Ambinder really earns those big pundit bucks with this divining of the administration's agenda in replacing Justice Stevens:
deally, he's looking for someone who can persuade swinger (uh, swing-ideological justice) Anthony Kennedy to change his mind on a set of issues, someone whose qualifications are beyond approach, who doesn't have a lingering paper trail of outrageous (i.e., conventionally liberal) viewpoints, and yet someone he trusts can subtly steer the court to the left. The complication here is that Stevens is the conscience of the court's liberal wing, and space he occupies now is not a space that any nominee simply fills. So growth capacity -- the potential to grow into a Stevens -- will factor in, too.

I think Justice Sotomayor was an admirable pick, but I don't think any of us kid ourselves that she is going to be, either judicially or personally, a counterweight to the "Let's get ready to rumble" loonies Scalia, Thomas, Roberts, and Alito.
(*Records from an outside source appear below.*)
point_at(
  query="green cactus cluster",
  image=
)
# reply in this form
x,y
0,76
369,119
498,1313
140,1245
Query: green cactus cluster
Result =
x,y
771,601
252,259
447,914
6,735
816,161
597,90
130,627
And now we have Master Rahm judging what potential nominees are going to grow into?

I assume he hopes they'll all grow into power-worshiping tools like Chief Justice Roberts.


POSTSCRIPT: WHO ASKED SENATOR SPECTER?

I can't resist passing on this wonderful note about our pal Arlen's self-injection into the SCOTUS situation, by Michael McGough on the L.A. Times political blog:
Sen. Arlen Specter has high hopes for Supreme Court Justice John Paul Stevens
April 5, 2010 | 11:29 am

Years ago, I mentally created a file called "Who Asked Him?" in which I lodged presumptuous comments by public officials and others. I just deposited Sen. Arlen Specter's suggestion that Supreme Court Justice John Paul Stevens not retire at the end of this term, despite Stevens' own media blitz suggesting that his days, and dissents, are numbered.

Not that we asked, but Specter (D-Pa.) told Fox News that he hopes Stevens won't step down this year because "gridlock in the Senate might well produce a filibuster, which will tie up the Senate with the Supreme Court nominee." He added, apparently in a rejection of the conventional wisdom that his former Republican Party will pick up seats this year: "I think that if a year passes, there is a much better chance we can come to a consensus." To quote Specter's preferred vote in the Clinton impeachment trial, that theory is "not proven."

Cynics would suggest that Specter himself doesn't want to be tied up by a Supreme Court confirmation at a time he is seeking reelection, the first time as a Democrat. Or maybe from the viewpoint of an 80-year-old senator, a 90-year-old Supreme Court Justice is just hitting his prime.